The editors observe:

It’s revealing that several campuses have responded with animus. But administrators don’t get to pick and choose which Department of Education guidance to follow, and schools in violation could lose federal funding or face Office of Civil Rights scrutiny.

Some recalcitrant universities are easy targets for Department of Education sanction. For instance, the University of Oregon insists that it already fairly and impartially adjudicates Title IX cases, so Mrs. DeVos’s guidance should have “very little, if any, impact on our current policies and procedures.”

But last December the Lane County Circuit Court overturned the university’s suspension of a student accused of sexual assault. That student is now also suing in federal court in Eugene, saying the university denied him due process and took “arbitrary, discriminatory and illegal actions designed to reach a predetermined action” against him.

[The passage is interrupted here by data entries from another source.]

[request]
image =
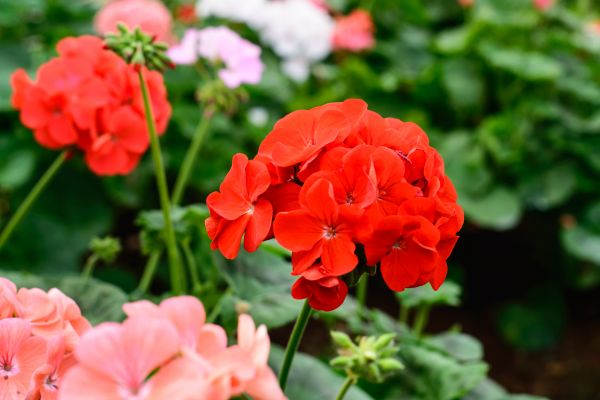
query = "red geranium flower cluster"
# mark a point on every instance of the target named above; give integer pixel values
(342, 188)
(89, 98)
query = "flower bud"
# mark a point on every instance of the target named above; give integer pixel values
(105, 249)
(138, 48)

Kathleen Salvaty, the administrator who presides over Title IX adjudication across all nine University of California campuses, says the system-wide practices “will remain in full effect.” She also claims the university’s Title IX policy already requires “equal rights for complainants and respondents.”

But this past summer, a federal judge in central California acknowledged plausible concerns that the university may have acted with gender bias and denied due process to an accused male student. Allowing the case against the UC Regents to proceed, Judge Stephen Wilson wrote that the unnamed student’s complaint “depicts the disciplinary proceedings as one-sided and against the weight of significant evidence” and “cast doubt on the accuracy of the outcome of the disciplinary proceedings.”

Rape is a heinous crime and we want rapists punished to the utmost extent of the law, but we do not want to see innocent people unable to mount a defense. The number of convictions overturned in real courts indicates that this has happened all too often. Overturned convictions are expensive for colleges and universities.